Tarling provides so much fine practical advice that the reader will imagine the immediate presence of a good teacher who has pondered many of the vexing questions of performance practice. She includes many quotations from period sources and musical examples, all of which help explain points. Her prose is direct and concise. Some sections will be helpful for musicians who do not play string instruments, especially Tarling's explanation of each important Baroque dance. Those with detailed interest will of course want to go beyond Tarling, but it is an excellent place to start for both the beginning "ingenious learner" or for the expert looking for a quick point or two.
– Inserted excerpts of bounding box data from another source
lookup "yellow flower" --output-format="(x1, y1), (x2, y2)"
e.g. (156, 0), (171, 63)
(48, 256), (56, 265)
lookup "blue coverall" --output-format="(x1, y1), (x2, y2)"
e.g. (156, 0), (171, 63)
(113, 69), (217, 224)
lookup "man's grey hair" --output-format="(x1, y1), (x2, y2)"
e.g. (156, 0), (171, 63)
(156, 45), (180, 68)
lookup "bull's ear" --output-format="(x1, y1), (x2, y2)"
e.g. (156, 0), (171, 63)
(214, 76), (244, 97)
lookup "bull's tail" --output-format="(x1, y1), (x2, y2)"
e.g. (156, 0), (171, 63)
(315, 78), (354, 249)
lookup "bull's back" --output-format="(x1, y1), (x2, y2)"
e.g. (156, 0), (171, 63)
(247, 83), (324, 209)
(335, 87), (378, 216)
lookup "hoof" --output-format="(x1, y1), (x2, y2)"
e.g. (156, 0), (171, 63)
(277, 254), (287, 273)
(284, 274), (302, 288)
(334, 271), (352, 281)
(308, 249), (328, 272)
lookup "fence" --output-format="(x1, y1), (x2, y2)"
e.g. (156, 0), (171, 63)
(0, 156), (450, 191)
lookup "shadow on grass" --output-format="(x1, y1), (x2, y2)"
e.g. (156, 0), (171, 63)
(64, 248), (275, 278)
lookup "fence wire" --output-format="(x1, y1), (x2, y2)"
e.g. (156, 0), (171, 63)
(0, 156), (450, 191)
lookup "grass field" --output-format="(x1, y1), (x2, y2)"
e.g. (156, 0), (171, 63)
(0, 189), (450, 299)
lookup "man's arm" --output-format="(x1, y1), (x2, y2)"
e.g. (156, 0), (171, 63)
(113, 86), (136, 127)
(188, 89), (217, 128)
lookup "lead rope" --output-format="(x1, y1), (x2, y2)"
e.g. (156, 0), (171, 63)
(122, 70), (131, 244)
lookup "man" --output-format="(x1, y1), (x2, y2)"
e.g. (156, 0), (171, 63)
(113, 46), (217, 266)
Georg Muffat, born in Alsace, was one of the more important commentators on performance practice from the middle Baroque. He studied music, probably with Lully, at the French court in the 1660s. The cosmopolitan Muffat worked in Alsace, Salzburg, and Passau, and traveled to Vienna, Prague, and Augsburg. While working in Salzburg, he took a sabbatical in Rome. When Muffat published music, he tended to include detailed prefaces that are among our more important performance practice sources for the Baroque. The preface to his Florilegium primum (1695) includes useful information about dance tempos and the spread of the French ballet style. In his Florilegium secundum (1698), Muffat provides an extensive preface on French Baroque practice that he remembered from his study in Paris, including one of the most valuable descriptions of French bowing and articulation. While these first two publications were of music that Muffat had written in the French style, the Auserlesene Instrumentalmusik (1701) was a collection of Italianate concerti grossi based upon the model of Arcangelo Corelli he had experienced in Rome. The preface includes information on performing forces, tempos, and other matters. This is not as complete as Muffat's exploration of French practices, but it is important documentation of German interest in Italian instrumental practices.

Those reading Muffat's writings to this point consulted versions in three volumes of the Denkmäler der Tonkunst in Österreich, where his prefaces appear in German, Italian, Latin, and French, the languages in which Muffat published them. Thomas Binkley began to prepare an English edition by commissioning a modern German translation of Muffat's German original and a comparison of the translation with the original versions in other languages. Binkley was unable to return to the project before his tragic early death from cancer. He asked David K. Wilson to continue the project, which Wilson did, consulting regularly with Binkley in the time before his death. Binkley insisted that the volume be rendered in as accessible of a manner as possible.

Wilson has realized Binkley's vision beautifully, presenting the prefaces in two columns, the first a translation from the modern German version and the second including differences from Muffat's originals in other languages. The clarity of the translation is admirable, even for the most difficult descriptions of bowings or matters of tempo. Musical examples have been computer typeset with modern indications of downbows and upbows. Wilson and those he credits with assistance took their task very seriously indeed. The volume also includes a short biography of Muffat and Wilson's commentary on Muffat's intentions in writing the prefaces, the instruments he intended to play his music and those mentioned in his descriptions of French and Italian practices (with bass instruments, as usual, the hardest to identify), pitch and temperament, playing techniques, what Muffat's prefaces tell us about German performance practices, and where Muffat intended for his music to be performed. Many have read Muffat's prefaces in one or more of the original versions, but now his writings are far more accessible and placed in a useful context.